Friday, October 26, 2012

Baby and the Bathwater

This post is a follow-up on my last. Since my last post, I came across an interesting article at Survey Practice. I'm really pleased to see this article, since this is a discussion we really need to have. The article, by Koen Beullens and Geert Loosveldt, presents the results of a simulation study on the impact of using different indicators to govern data collection. In other words, the simulate the consequences of maximizing different indicators in data collection. The three indicators are the response rate, the R-Indicator (Schouten, et al., 2009), and the maximal bias (also developed by Schouten et al. 2009). The simulation shows a situation where you would get a different result from maximizing either of the latter two indicators compared to when you maximize the response rate. Maximizing the R-Indicator, for example, led to a slightly lower response rate than the data collection strategy that maximizes the response rate.

This is an interesting simulation. It pretty clearly explores the distortions that can occur when maximizing the response rate is the goal.

However, I don't see it as convincing evidence that we should radically change our data collection procedures. As I mentioned in my last post, I wouldn't want anyone to conclude that lowering response rates is always OK. The problem is certainly more complicated than that.I would contend that we need experimental evidence regarding the impact of using other indicators to guide data collection.

In the first instance, data collection is such a complex activity that it is impossible to describe all the 'essential features' of any design. It's even more difficult to understand the impact of all these choices. Before changing those practices, we should understand the consequences of doing so. We wouldn't want to throw out the baby with the bathwater. In my mind, that requires experimental evidence.

It is also the case that each of the indicators proposed has weaknesses. If the model underlying the R-Indicator is misspecified, this could lead to inefficient or even bias-increasing actions. It would be good to understand when and how this might happen -- and what protections against this we might develop. My view is that this will require a constellation of indicators that tell an underlying story.

The good news is that this would require the work of many survey methodologists.

Friday, October 19, 2012

Do you really believe that?

I had an interesting discussion with someone at a conference recently. We had given a presentation that included some discussion of how response rates are not good predictors of when nonresponse bias might occur. We showed a slide from Groves and Peytcheva.

Afterwards, I was speaking with someone who was not a survey methodologist. She asked me if I really believed that response rates didn't matter. I was a little taken aback. But as we talked some more, it became clear that she was thinking that we were trying to argue for achieving low response rates. I thought it was interesting that the argument could be perceived that way.

To my mind, the argument wasn't about whether we should be trying to lower response rates. It was more about what tools we should be using to diagnose the problem. In the past, the response rate was used as a summary statistic for discussing nonresponse. But the evidence from Groves and Peytcheva calls into question the utility of that single statistic. My conclusion from that is that we need to work harder to really diagnose the risks of nonresponse bias. We need to view a constellation of statistics, developed under a variety of assumptions.

Monday, October 15, 2012

Estimating effort in field surveys

One of the things that I miss about telephone surveys is being able to accurately estimate how much various activities cost or even how long each call takes. Since everyone works on a centralized system on telephone surveys, and everything gets time-stamped, you can calculate how long calls take. It's not 100% accurate -- weird things happen (someone takes a break and it doesn't show up in the data, networks collapse, etc.) but usually you can get pretty accurate estimates.
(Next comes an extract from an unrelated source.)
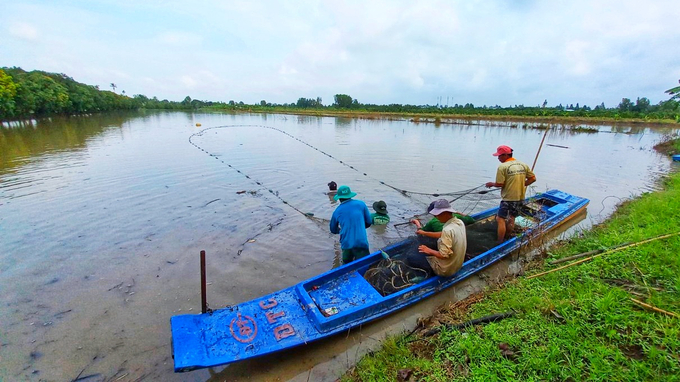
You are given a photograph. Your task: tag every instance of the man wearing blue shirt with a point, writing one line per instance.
(350, 219)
In the field, the interviewers tell us what they did and when. But they have to estimate how many hours each subactivity (travel, production, administration) takes, and they don't give anything at the call level.
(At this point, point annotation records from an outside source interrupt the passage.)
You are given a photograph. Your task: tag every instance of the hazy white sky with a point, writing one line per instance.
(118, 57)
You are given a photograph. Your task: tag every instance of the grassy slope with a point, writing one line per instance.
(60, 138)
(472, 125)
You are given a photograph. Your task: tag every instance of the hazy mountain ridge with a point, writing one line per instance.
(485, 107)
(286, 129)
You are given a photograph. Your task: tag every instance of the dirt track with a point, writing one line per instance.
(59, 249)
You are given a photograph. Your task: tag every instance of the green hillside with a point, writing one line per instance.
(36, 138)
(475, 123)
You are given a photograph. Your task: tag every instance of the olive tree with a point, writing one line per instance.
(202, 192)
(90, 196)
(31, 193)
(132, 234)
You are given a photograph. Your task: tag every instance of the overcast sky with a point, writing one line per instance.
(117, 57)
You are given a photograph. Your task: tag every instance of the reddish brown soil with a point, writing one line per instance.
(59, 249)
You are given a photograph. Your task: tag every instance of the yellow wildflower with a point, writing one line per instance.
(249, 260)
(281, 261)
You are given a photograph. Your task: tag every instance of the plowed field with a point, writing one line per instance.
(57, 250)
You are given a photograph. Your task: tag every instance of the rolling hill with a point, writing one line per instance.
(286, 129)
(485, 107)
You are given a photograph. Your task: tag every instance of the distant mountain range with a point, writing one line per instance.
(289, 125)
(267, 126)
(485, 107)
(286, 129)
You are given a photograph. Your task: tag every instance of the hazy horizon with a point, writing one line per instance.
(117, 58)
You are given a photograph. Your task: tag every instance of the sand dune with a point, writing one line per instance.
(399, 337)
I've been using regression models to estimate how long each call takes in field studies. The idea is pretty simple, regress the hours worked in a week on the counts of the various types of calls made that week. The estimated coefficients are the estimate of the average time each type of call talks. This still isn't perfect, but it gets a conversation started.
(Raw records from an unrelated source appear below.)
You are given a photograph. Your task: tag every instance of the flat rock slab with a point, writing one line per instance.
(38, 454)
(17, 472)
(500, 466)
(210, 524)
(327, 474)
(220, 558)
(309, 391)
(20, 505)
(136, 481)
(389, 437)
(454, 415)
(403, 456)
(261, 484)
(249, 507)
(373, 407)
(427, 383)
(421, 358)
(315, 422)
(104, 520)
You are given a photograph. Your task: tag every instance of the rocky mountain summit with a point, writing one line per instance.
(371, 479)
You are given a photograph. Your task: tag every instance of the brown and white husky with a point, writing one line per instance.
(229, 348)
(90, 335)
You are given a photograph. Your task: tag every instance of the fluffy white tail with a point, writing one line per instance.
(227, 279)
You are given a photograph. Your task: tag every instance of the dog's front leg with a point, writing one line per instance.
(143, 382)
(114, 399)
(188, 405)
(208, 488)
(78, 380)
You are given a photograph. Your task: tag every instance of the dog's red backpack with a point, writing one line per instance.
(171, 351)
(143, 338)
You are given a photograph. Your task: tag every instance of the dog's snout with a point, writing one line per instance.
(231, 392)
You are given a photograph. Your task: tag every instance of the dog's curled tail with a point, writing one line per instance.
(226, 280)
In the past, I have used this idea to try and forecast survey outcomes. Now I'm trying to use it to compare two waves of a survey to see if there are differences. I'm looking for other uses of the technique since I think it is kind of neat.

Friday, October 5, 2012

Call Scheduling in Cluster Samples

A couple of years ago, I tried to deliver recommended times to call housing units to interviewers doing face-to-face interviewing in an area probability sample. Interviewers drive to sampled area segments and then visit several housing units while they are there. This is how cost savings are achieved.

The interviewers didn't use the recommendations -- we had experimental evidence to show this. I had thought maybe the recommendations would help them organize their work. In talking with them afterwards, they didn't see the utility since they plan trips to segments, not single housing units.

I decided to try something simpler. To make sure that calls are being made at different times of day, identify segments that have not been visited in all call windows, or have been visited in only one call window. This information might help interviewers schedule trips if they haven't noticed that this situation had occurred in a segment. If this helpful, then maybe this recommendation can be improved with a more elaborate specification.